Time- and dose-dependent killing of (A) exponentially growing and stationary-phase and (B) nutrient-starved nonreplicating M. tuberculosis H37Rv by verapamil (MIC, 512 μM). The dotted line shows the detection limit (5 CFU/ml). In the nutrient starvation (Loebel) assay, rifampin (RIF) and isoniazid (INH) were used as positive and negative controls, at 8 and 32 μM or approximately 100-fold their respective 90% bactericidal concentrations (MBC₉₀) against replicating M. tuberculosis (58). Each experiment included four technical replicates and was performed three times independently. Data from one representative experiment are shown in each panel.

FIG 4

Effect of verapamil on membrane functions. (A) Dose-response effect of verapamil on M. tuberculosis membrane electric potential. Membrane depolarization was measured using the membrane potential-sensitive fluorescent DiSC₃ dye (5), which concentrates in energized membranes such that high local concentrations lead to decreased fluorescence intensity due to quenching. Upon dissipation of the membrane potential, the dye is released in the extracellular space, resulting in increased fluorescence. VER, verapamil; VAL, valinomycin; RIF, rifampin; CCCP, carbonyl cyanide m-chlorophenyl hydrazine; AFU, arbitrary fluorescence units. (B) Effect of verapamil on the inhibitory activity of the aminoglycosides hygromycin B and streptomycin. The MIC of hygromycin B and that of streptomycin in the absence of verapamil were 6 and 0.5 μM, respectively.

FIG 5

Effect of verapamil on ethidium bromide (EtBr) uptake and activity in M. tuberculosis H37Rv. (A) Dose response of verapamil on the uptake of EtBr measured by fluorescence at 590 nm (excitation wavelength,530 nm). (B) Pharmacodynamic interactions between verapamil and EtBr. The FIC index value (MIC_drugAB/MIC_drugA + MIC_drugBA/MIC_drugB) was 0.25, indicating synergy. The red arrow points to the level corresponding to one/fourth the verapamil MIC (128 μM). Each experiment was performed three times independently. Data from one representative experiment are shown in each panel.

FIG 6

Effect of verapamil on membrane energetics and envelope stress. (A) Dose response of verapamil effect on proton translocation in inverted membrane vesicles of M. bovis BCG, followed by reversal performed with the protonophore CCCP. (B) Transcriptional induction of membrane stress reporters by verapamil in comparison to SDS and agents that perturb the proton motive force.

FIG 7

Effect of verapamil pretreatment on the pharmacokinetic parameters of rifampin (RIF) in CD-1 mice.
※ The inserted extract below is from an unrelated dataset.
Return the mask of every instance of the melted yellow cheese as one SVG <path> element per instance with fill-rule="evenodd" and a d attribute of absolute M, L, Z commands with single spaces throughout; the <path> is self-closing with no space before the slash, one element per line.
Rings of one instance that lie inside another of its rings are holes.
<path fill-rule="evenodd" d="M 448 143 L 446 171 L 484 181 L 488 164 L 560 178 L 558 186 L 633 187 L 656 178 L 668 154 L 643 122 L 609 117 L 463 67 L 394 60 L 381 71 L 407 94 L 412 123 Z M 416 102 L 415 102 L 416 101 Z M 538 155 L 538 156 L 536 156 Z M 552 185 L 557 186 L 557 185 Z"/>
Six-week-old female CD-1 mice were purchased from Charles River Laboratories (Wilmington, MA). Mice were dosed orally with 6.25 mg of verapamil/kg of body weight (area under the concentration-time curve from h 0 to h 8 [AUC_0–8] = 255 ng · h/ml [human equivalent]) or vehicle (water) once daily for 8 days before a single oral dose of RIF was administered at 10 mg/kg on day 8. There were 8 mice in each treatment group. Blood was drawn by tail vein puncture at each time point, ranging from 0 to 8 h after administration of the RIF oral dose. Drug concentrations in mouse plasma were determined by liquid chromatography-mass spectrometry assays. (A) RIF plasma concentrations without verapamil pretreatment. Each line represents a single mouse. (B) RIF plasma concentrations with 7-day verapamil pretreatment. (C) Average AUC of RIF over 8 h with or without verapamil pretreatment (unpaired Student's t test).